CUBRID checksumdb — HA Replica vs Master Row-Checksum Verifier with Chunked, Replication-Replayed Comparison

Theoretical Background

A replica integrity verifier is the tool that answers “is my replica really identical to the master?” — a question that comes up after a long-running replication chain, after suspected data corruption, or as a routine periodic check before a planned failover. The trivial implementation (dump both sides and diff) is impractical at scale: it requires either suspending writes for the duration of the dump or paying expensive snapshot-tracking costs, and the bandwidth cost is one full table-scan per replica.

Production engines therefore ship sampling or chunked-checksum verifiers that trade exhaustiveness for online operation:

Per-row checksum. A row-by-row hash comparison; exhaustive but proportional to data size and requires synchronisation between the two sides for every row.
Chunked checksum. Tables are split into chunks (by PK range, by row count, or by time window); per-chunk checksums are computed on each side and compared. A chunk-level mismatch flags a divergence; the operator can drill down to per-row only on flagged chunks.
Replication-replayed checksum. The master computes per-chunk checksums into a replicated table, the same replication stream carries them to the slave, and the slave recomputes the same chunks locally and updates the table with its own checksum. Comparison becomes a WHERE master_checksum != slave_checksum query on the result table. Bandwidth cost is one summary row per chunk, not one row per data row.
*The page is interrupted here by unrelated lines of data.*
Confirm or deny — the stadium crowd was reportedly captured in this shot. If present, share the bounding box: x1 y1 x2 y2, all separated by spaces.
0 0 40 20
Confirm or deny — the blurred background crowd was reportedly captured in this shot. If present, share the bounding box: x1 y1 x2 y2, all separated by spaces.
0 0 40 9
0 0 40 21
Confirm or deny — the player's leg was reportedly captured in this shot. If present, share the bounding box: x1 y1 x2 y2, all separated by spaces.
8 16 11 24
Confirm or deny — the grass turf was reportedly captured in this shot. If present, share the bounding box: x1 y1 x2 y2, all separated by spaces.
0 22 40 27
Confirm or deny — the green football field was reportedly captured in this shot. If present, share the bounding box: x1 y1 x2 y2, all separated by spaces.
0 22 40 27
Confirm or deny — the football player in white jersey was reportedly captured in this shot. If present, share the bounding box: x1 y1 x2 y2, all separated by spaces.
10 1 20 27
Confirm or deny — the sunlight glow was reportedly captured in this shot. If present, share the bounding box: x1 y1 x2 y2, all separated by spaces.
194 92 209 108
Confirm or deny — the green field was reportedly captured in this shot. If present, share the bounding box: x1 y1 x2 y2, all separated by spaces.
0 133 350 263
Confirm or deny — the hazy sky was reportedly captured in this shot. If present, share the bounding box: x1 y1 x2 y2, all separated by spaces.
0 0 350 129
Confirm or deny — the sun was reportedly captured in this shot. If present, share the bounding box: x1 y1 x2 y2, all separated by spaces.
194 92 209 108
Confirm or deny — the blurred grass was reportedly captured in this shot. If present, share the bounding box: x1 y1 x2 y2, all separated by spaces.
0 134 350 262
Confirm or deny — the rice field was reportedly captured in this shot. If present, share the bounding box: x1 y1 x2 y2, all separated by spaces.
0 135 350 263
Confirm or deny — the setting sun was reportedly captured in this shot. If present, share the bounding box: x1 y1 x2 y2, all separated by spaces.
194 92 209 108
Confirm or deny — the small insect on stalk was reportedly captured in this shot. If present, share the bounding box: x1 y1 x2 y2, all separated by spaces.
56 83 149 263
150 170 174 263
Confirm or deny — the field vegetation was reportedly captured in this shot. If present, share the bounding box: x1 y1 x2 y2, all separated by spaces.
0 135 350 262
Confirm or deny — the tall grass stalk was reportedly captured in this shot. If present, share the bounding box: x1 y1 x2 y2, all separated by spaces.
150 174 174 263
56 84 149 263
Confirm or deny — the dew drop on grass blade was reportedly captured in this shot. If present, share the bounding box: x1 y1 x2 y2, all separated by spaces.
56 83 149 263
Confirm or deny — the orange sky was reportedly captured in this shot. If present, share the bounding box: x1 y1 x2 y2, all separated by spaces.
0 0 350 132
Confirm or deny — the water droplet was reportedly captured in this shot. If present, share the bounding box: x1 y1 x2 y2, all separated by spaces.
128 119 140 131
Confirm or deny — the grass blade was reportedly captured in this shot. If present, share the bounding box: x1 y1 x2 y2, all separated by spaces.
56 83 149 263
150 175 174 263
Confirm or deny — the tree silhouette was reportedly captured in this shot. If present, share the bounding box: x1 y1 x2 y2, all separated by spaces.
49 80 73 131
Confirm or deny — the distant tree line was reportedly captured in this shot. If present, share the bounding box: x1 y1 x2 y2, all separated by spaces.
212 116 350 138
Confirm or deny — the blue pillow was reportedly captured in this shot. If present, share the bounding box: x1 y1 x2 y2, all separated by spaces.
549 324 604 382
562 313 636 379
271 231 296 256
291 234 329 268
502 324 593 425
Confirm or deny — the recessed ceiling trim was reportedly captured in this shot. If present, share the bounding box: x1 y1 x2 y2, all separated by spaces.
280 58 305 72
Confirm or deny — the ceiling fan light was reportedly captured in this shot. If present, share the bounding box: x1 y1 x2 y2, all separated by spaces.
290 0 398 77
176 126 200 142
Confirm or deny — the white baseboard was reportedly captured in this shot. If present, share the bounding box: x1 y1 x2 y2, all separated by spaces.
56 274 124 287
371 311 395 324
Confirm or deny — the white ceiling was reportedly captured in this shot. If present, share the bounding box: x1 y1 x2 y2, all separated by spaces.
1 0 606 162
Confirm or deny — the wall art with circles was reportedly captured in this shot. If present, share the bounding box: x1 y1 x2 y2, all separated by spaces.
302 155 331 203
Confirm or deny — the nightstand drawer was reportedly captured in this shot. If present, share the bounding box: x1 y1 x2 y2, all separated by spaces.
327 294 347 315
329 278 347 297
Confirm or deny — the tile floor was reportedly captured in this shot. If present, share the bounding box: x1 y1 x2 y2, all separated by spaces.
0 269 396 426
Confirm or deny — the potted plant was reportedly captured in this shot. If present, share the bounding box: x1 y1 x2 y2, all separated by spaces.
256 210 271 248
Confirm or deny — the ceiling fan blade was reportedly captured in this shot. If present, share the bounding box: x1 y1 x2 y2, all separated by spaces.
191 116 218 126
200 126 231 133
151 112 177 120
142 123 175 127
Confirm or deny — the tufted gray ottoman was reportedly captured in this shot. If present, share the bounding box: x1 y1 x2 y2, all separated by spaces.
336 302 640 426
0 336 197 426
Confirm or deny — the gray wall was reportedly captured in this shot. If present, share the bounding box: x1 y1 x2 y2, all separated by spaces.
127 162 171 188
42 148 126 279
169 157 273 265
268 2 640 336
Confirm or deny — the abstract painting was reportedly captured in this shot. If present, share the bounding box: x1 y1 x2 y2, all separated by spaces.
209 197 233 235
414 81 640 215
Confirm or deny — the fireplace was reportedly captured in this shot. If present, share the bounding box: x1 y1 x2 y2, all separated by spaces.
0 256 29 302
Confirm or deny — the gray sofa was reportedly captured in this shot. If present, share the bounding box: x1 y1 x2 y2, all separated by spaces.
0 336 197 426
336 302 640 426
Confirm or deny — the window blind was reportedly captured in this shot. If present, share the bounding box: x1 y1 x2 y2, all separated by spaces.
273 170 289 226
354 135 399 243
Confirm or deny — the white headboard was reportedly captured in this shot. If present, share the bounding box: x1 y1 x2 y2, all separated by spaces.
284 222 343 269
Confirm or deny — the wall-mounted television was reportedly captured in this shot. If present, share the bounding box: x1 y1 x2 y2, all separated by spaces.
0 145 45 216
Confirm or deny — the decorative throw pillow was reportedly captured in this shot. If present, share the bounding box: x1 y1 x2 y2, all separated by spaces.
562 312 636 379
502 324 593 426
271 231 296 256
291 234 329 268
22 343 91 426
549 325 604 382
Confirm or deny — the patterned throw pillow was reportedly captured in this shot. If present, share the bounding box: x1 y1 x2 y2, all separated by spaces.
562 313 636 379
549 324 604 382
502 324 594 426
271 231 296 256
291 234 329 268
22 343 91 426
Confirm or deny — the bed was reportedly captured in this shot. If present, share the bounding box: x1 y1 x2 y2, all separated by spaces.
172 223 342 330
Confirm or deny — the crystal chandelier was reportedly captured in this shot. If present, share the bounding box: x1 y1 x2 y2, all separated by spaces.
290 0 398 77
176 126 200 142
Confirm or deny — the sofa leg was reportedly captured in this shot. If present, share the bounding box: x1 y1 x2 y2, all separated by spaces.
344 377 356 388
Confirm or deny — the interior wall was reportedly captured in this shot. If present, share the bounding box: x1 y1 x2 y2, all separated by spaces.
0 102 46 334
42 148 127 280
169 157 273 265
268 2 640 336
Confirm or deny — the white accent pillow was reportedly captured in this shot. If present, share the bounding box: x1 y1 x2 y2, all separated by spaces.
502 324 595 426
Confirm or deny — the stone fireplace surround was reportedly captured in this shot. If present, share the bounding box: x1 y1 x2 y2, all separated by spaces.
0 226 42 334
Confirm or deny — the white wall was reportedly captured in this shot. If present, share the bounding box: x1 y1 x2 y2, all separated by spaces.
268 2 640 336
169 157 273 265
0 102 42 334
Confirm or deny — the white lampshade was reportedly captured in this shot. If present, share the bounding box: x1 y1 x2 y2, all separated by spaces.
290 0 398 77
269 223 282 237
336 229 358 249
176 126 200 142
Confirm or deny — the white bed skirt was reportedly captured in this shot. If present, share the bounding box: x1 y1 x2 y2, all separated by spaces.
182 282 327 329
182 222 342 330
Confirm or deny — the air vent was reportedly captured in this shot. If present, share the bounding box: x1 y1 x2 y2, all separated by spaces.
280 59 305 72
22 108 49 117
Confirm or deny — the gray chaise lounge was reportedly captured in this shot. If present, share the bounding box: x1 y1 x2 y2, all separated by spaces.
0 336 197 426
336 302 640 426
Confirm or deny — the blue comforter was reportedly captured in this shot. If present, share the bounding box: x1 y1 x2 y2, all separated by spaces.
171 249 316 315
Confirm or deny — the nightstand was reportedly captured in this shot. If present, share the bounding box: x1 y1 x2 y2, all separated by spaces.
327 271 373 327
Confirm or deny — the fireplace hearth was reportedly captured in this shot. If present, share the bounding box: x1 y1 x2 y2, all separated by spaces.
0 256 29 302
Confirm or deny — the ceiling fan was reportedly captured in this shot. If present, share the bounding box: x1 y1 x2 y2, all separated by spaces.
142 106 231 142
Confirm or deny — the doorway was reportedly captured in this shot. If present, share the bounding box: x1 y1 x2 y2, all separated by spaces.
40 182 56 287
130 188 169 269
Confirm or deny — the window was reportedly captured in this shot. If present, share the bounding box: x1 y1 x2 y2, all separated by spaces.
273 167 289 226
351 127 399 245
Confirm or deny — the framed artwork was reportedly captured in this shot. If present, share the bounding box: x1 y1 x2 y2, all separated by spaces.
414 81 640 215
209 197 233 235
CUBRID’s checksumdb picks option 3, with chunking by primary-key range along the PK ordering (so each chunk is contiguous in the table’s logical ordering), a configurable chunk size measured in rows, and a separate schema-checksum side that detects DDL drift even when row data is intact.

Common DBMS Design

Engine	Tool	Approach	Replica trip
MySQL	`pt-table-checksum` (Percona Toolkit)	Chunked CRC32 by PK range; replicates the checksum SQL via binlog so slaves compute on their own data	One result row per chunk replicated
PostgreSQL	`pg_compare`, `pglogical_compare`, `bucardo_ctl validate`	Per-table snapshot diff; some tools use chunked hashes	Varies by tool
Oracle	`DBMS_COMPARISON` package	Chunked PK-range hashes; can also reconcile differences	One summary row per scan column
MongoDB	`db.collection.dataSize()` summary checks; no first-class row-level integrity verifier	Application-level	n/a
CUBRID checksumdb	Chunked CRC by PK range, replicated through the same WAL stream that ferries data; explicit schema-checksum side	One result row per chunk replicated; schema rows replicated separately

The CUBRID design is closest to pt-table-checksum — chunked PK range, replication-replayed, lock-during-checksum. The distinguishing trait is the explicit schema-checksum table: DDL drift between master and replica produces a separate row class that doesn’t conflict with row-data divergence reports.

CUBRID’s Approach

The two replicated tables

checksumdb maintains two dedicated tables that exist only for its own use:

Table	Contents	Purpose
`db_ha_apply_info_chksum_` (the result* table)	One row per (target table, chunk_id) pair: PK lower bound, chunk size, master checksum, master replication info, slave checksum (computed at replay time)	Per-chunk verification
`db_ha_apply_info_chksum__schema` (the schema* table)	One row per checked target table: serialised schema definition + repid + master schema checksum	DDL-drift detection

The exact name suffix is configurable; the constants chksum_result_Table_name and chksum_schema_Table_name are populated from the database name during startup.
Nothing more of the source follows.